Странная штука эта жизнь, все-таки…
13 апреля
19:11
Прошлась по магазинам.
Все пытаюсь забыть этот случай, и все больше прихожу к выводу, что мне надо было посмотреть на это с другой стороны, что это ничто иное, как боль, которая вышла в свет в виде гнева. Кто-то ест обои со стен, кто-то превращает свои душевные переживания в картины. А Марк сорвался на меня – и это тоже был способ показать все то, что у него в душе.
Мне бы просто посидеть и помолчать с ним, а я начала: вот, понимаешь ли, люди без рук-ног живут, ты не несчастный, радуйся, бла-бла-бла, ну и так далее, что, собственно, и спровоцировало его на этот поступок.
Так что, получается, в этом отчасти виноват никто иной, как я.
Ну, знаете…
Я бы тоже была не в себе, если была спортсменом с шикарной жизнью, а потом узнала бы, что все это у меня отнимет болезнь и превратит в лысого старичка!

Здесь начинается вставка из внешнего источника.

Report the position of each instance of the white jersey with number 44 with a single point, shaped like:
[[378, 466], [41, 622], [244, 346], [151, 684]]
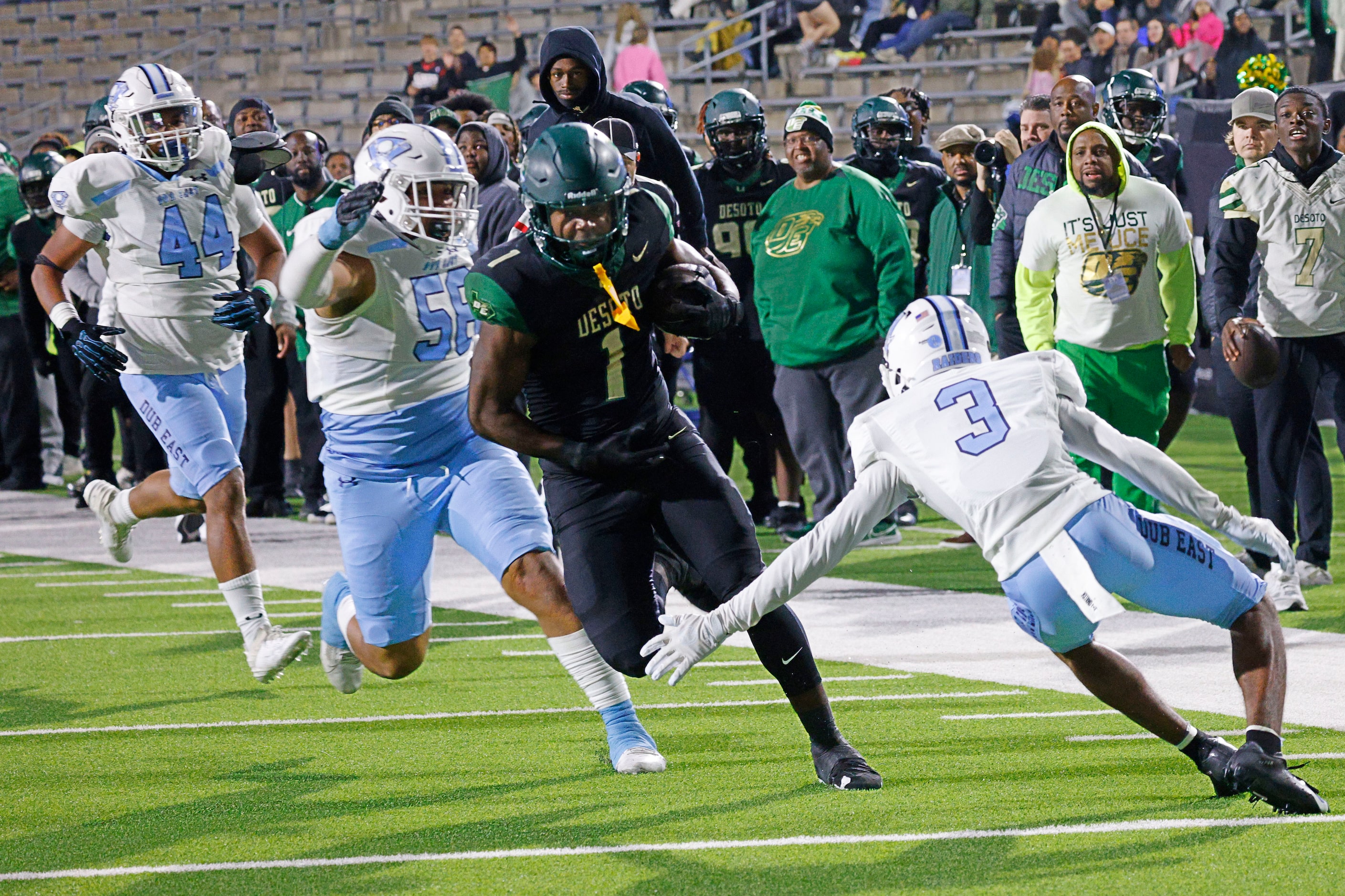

Мне срочно нужно встретиться с ним.
Срочно – и точка.
15 апреля
20:20
Пришла сегодня в парк без предупреждения. Повезло – Марк был тут.
Теперь-то он уже не смотрел на меня так, словно я была жвачкой, прилипшей к его подошве. Видно, выпустил весь свой гнев… А может, понял, что болезнь – не конец жизни, хотя так бывает в девяноста процентов случаев.
Я молча подошла к нему, везя за собой баллон. Смотрела в пол, потому что все еще боялась нарушить эту тонкую грань – а мало ли, сорвется еще сейчас при всех и насмерть меня кисточкой для макияжа затыкает…
К счастью, ничего такого не случилось. Я села рядом с ним и стала одевать фартук, расставлять краски – короче, все, что только взбредет в голову, лишь бы не смотреть в его сторону. Расставляю, расставляю – и прямо чувствую, как это садист сверлит меня взглядом.